My colleague Boris Shor has performed some analysis (jointly with Nolan McCarty) on the ideological positions of state legislators. The estimates are based on state legislative voting, which might make you wonder how you could possibly compare legislators in one state with those in another. The trick is that some state representatives (for example, Barack Obama) also end up in Congress. There are enough of these overlap cases that you can put legislators from all 50 states on a common scale.

Boris and Nolan most recently applied their method to compare Deirdre Scozzofava, a state assemblywoman running on the Republican ticket in special election in New York’s 23rd congressoinal district. Boris writes:

Scozzafava has been assailed from the right for being far too liberal. For example, the libertarian Wall Street Journal this morning wrote, “Democrats want to portray this race as a familiar moderate-conservative GOP split, but the real issue is why Ms. Scozzafava is a Republican at all. She has voted for so many tax increases that the Democrat is attacking her as a tax raiser. She supported the Obama stimulus, and she favors “card check” to make union organizing easier, or at least she did until a recent flip-flop. . .” The conservative National Review writes: “In spite of its having gone for Obama in 2008, the district’s history suggests that it is basically conservative; Ms. Scozzafava is basically not. Boy, is she not. . . .”

Actually, though, Boris and Nolan find Scozzafava to be pretty much in the exact center on a national scale:

Her ideological “common space” score is 0.02. These scores, similar but far superior to interest group ratings, put state legislators around the country on the same scale with each other, as well as with members of Congress.

Being in the center nationally puts Scozzafava to the right in New York:

Scozzafava’s score puts her in the 58th percentile of her party, which makes her slightly more conservative than the average Republican legislator in Albany, so she’s a conservative in her [state] party.
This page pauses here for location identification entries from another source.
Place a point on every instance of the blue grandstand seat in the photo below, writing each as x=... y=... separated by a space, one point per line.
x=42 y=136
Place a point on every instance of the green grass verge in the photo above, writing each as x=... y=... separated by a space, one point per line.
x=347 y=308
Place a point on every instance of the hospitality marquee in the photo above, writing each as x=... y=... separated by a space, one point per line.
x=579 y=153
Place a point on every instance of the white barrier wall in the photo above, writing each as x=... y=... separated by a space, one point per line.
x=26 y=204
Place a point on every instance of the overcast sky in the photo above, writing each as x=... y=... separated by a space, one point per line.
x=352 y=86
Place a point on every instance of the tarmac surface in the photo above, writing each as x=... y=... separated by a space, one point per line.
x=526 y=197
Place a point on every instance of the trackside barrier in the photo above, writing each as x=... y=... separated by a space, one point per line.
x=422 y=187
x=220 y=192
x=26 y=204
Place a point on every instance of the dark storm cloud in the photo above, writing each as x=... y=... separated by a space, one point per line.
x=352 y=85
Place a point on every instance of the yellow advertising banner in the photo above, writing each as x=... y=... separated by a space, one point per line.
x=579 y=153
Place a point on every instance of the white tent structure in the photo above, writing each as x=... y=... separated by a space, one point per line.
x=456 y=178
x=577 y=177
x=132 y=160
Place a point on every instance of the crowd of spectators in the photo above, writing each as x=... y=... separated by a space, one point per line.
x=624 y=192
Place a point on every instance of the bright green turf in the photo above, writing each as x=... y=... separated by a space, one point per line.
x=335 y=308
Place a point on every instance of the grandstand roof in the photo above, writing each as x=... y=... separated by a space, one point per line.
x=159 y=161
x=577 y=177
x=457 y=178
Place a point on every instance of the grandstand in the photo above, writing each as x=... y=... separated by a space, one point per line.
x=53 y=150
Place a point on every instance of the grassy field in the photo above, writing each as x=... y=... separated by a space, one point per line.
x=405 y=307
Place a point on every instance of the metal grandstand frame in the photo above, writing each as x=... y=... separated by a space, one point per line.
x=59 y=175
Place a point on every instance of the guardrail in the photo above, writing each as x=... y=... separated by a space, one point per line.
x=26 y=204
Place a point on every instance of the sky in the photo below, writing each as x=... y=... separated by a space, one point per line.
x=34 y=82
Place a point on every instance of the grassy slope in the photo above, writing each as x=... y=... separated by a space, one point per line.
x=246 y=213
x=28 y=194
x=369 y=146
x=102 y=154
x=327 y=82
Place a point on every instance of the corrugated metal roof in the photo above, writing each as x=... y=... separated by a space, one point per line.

Here’s Boris’s graph showing the estimated positions of Democratic and Republican legislators in all 50 states in the past decade:

npat_boxplot_states_parties_mcmc.png

The Republican Party appears to be particularly liberal in Massacusetts, Connecticut, Hawaii, New Jersey, Rhode Island, Oregon, Illinois, and Delaware (although not, as has been much remarked, in California). (The gray lines on the graph show the average ideologies ofcongressional Democrats and Republicans in approximately the same time period.)

6 Comments

  1. Ian fellows says:

    Wow, no wonder we can't get anything done in california. The parisian divide is greater than in any other state. This kind of model would be a great way to investigate whether the jungle primary reduces partisanship, and make the legislatures more representative of the population.

    A particularly nice use of box plots too.

  2. Bob O'H says:

    Am I allowed to complain about the graph? for those of us outside the US, it's hell to work out which states and parties you're talking about. For this post, could you have ordered by Republican position?

  3. Andrew Gelman says:

    Ian: Yeah, I usually hate boxplots but this one is actually pretty good!

    Bob: I'm not sure how the states are ordered. Also, feel free to complain directly to Boris about the graph!

  4. William Ockham says:

    I think this is brilliant. Essentially the entire political spectrum of thought in Rhode Island fits in the gap between D's and R's in California.

    Btw, the order is from most conservative to most liberal state legislatures. There aren't very many D's in Utah, hence the actual median when you pool both parties isn't far from the median for R's. Nebraska's legislature is nominally non-partisan, hence the blank line in the graph above, but overall, it fits between Oklahoma and Arizona.

  5. Mike Maltz says:

    As per William's (razor-sharp) comment, it would have been nice if the boxes had been weighted by the number of Rs and Ds — or even if the color intensity had been used to show this. In addition, the median line he alludes to might have been included.

  6. Adam says:

    I would like to see the divergence between parties and within parties plotted against the size of the state, and the population of the state.

    Looking at Rhode Island and California, I wonder if the problem in California is that it is just too big, or at least too diverse.